Share your dilemmas and get honest opinions from other Mumsnetters.

To take away phones on sleepover

299 replies

gowednesday · 10/01/2026 21:51

10 year old dsd, hosting first school friend sleepover next weekend.

is it unreasonable to say no phones or that we’ll look after them and they can ask to use them?

OP posts:
Thread gallery
5
itsasmallworldafteralll · 11/01/2026 09:10

What I’m really taking from this thread is posters talking about ‘unlimited access’ to the internet for their kids and how sinister it all is. Why the hell have these kids got unlimited access. The amount of parents who give their kids a phone and talk to them about using it responsibly and think their job is done is beyond me!

Please block your child from:
-using the internet without your PIN or even better just delete the internet app.
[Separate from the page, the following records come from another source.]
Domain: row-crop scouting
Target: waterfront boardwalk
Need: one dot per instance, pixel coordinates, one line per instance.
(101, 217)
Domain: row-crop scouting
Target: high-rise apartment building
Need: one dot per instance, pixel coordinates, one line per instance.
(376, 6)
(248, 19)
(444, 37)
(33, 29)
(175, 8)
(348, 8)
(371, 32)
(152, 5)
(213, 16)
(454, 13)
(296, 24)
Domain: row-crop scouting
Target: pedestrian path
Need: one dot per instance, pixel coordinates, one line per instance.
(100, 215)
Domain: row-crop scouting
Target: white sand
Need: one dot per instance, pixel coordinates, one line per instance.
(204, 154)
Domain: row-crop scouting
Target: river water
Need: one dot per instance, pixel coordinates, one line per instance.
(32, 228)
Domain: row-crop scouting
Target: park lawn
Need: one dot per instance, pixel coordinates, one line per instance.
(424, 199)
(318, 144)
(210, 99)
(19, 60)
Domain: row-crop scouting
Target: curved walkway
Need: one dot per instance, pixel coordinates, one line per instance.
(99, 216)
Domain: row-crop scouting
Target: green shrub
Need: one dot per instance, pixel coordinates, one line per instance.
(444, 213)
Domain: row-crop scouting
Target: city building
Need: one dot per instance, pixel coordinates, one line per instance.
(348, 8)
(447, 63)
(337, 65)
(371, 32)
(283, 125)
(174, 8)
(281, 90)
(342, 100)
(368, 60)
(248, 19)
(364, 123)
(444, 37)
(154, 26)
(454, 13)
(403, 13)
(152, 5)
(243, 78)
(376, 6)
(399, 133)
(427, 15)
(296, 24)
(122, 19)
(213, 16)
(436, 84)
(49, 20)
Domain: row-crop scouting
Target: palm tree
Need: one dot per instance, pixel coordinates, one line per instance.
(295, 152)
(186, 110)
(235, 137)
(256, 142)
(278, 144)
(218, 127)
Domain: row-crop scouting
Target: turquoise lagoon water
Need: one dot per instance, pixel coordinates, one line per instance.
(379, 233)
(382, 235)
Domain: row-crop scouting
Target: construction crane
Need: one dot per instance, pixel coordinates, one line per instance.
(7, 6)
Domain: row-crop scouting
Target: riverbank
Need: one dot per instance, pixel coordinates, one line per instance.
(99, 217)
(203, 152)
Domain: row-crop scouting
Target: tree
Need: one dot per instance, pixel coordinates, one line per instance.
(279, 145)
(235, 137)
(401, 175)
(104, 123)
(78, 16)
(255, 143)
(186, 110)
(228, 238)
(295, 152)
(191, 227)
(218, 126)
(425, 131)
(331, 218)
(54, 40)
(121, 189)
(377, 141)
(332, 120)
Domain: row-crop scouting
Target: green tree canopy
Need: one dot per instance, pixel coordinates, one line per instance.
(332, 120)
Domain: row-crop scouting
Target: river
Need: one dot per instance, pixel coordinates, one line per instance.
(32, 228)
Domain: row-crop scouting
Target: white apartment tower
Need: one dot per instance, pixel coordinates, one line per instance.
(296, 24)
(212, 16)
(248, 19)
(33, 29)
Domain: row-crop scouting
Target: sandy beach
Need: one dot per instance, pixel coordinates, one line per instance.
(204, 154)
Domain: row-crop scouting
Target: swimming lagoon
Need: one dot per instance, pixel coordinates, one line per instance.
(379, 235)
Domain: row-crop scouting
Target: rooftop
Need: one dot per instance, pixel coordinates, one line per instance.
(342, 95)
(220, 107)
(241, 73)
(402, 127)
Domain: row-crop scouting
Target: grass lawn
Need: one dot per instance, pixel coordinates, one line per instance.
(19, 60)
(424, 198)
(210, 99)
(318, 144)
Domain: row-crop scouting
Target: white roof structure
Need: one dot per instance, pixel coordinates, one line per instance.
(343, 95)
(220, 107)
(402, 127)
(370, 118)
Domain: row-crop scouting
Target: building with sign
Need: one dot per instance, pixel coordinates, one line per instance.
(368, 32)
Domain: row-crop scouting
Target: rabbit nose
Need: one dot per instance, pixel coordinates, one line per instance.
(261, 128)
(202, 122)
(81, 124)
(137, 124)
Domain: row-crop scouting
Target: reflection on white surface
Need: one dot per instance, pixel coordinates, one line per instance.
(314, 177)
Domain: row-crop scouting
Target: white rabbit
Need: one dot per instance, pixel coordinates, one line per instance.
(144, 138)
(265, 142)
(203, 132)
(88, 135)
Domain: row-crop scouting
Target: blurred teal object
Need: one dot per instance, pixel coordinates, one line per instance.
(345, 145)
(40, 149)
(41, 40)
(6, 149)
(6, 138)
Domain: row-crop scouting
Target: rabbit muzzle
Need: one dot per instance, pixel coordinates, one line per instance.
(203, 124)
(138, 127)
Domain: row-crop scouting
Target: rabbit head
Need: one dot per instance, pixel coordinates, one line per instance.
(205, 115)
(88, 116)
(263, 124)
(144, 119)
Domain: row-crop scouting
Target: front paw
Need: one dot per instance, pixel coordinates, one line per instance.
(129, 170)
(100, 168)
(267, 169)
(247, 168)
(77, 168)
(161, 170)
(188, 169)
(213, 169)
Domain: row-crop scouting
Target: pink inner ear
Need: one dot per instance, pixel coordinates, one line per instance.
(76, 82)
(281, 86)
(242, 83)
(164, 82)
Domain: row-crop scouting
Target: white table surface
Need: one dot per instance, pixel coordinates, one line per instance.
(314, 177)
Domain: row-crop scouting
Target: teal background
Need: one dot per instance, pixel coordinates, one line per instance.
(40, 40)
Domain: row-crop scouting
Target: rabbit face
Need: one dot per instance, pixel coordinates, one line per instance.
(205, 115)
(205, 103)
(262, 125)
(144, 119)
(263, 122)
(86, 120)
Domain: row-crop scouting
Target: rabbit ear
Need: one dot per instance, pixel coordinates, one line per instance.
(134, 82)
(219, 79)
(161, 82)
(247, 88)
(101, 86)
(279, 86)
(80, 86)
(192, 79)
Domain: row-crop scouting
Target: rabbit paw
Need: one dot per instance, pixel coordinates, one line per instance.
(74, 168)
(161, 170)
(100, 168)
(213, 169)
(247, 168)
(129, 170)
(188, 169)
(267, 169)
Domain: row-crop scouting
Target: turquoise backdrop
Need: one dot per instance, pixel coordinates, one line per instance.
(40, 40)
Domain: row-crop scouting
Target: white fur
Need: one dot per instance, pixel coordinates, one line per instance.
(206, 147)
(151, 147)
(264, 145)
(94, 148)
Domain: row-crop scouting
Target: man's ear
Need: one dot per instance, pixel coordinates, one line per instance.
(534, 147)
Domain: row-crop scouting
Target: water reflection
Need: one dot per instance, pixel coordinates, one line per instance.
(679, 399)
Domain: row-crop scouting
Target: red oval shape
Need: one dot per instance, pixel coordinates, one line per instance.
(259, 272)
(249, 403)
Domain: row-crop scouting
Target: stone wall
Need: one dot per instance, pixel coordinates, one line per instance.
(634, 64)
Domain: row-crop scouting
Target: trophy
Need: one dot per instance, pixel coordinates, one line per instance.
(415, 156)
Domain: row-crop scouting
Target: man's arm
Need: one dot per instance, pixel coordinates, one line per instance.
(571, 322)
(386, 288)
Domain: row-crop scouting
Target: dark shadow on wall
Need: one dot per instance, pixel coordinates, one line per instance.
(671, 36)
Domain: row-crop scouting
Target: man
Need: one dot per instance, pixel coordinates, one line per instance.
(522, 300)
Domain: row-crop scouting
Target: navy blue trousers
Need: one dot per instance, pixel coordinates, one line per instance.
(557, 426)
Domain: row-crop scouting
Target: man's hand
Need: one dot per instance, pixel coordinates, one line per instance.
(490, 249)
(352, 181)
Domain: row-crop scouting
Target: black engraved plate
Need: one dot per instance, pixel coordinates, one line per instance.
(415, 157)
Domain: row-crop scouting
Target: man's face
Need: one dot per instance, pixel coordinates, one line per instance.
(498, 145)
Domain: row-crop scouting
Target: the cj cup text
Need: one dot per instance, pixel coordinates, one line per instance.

If they’re older and need it, use appropriate parental controls to filter as much as possible. Why do they have any unsupervised access at 10?! That’s incredibly ignorant. Check internet history regularly. Block sites as needed for older dc.

-using YouTube. IMO this should be blocked on both apps and allowed internet websites. My child has YouTube kids for 15 minutes a day. This is controlled through family sharing on my phone

-installing or deleting ANY apps without your permission (you need to put your PIN in to allow) You can talk all you like but peer pressure will make them less responsible than you think

Phones should be monitored daily, passwords should be known, you can set up duplicate accounts of older children’s social media accounts on your own device to monitor. If this is all done from early on, dc accept it and even embrace it. All this talk of what they could be seeing is mind-boggling. Obviously they are going to see things but mainly because so many parents are completely uneducated on how to manage screen time and what dc are able to access.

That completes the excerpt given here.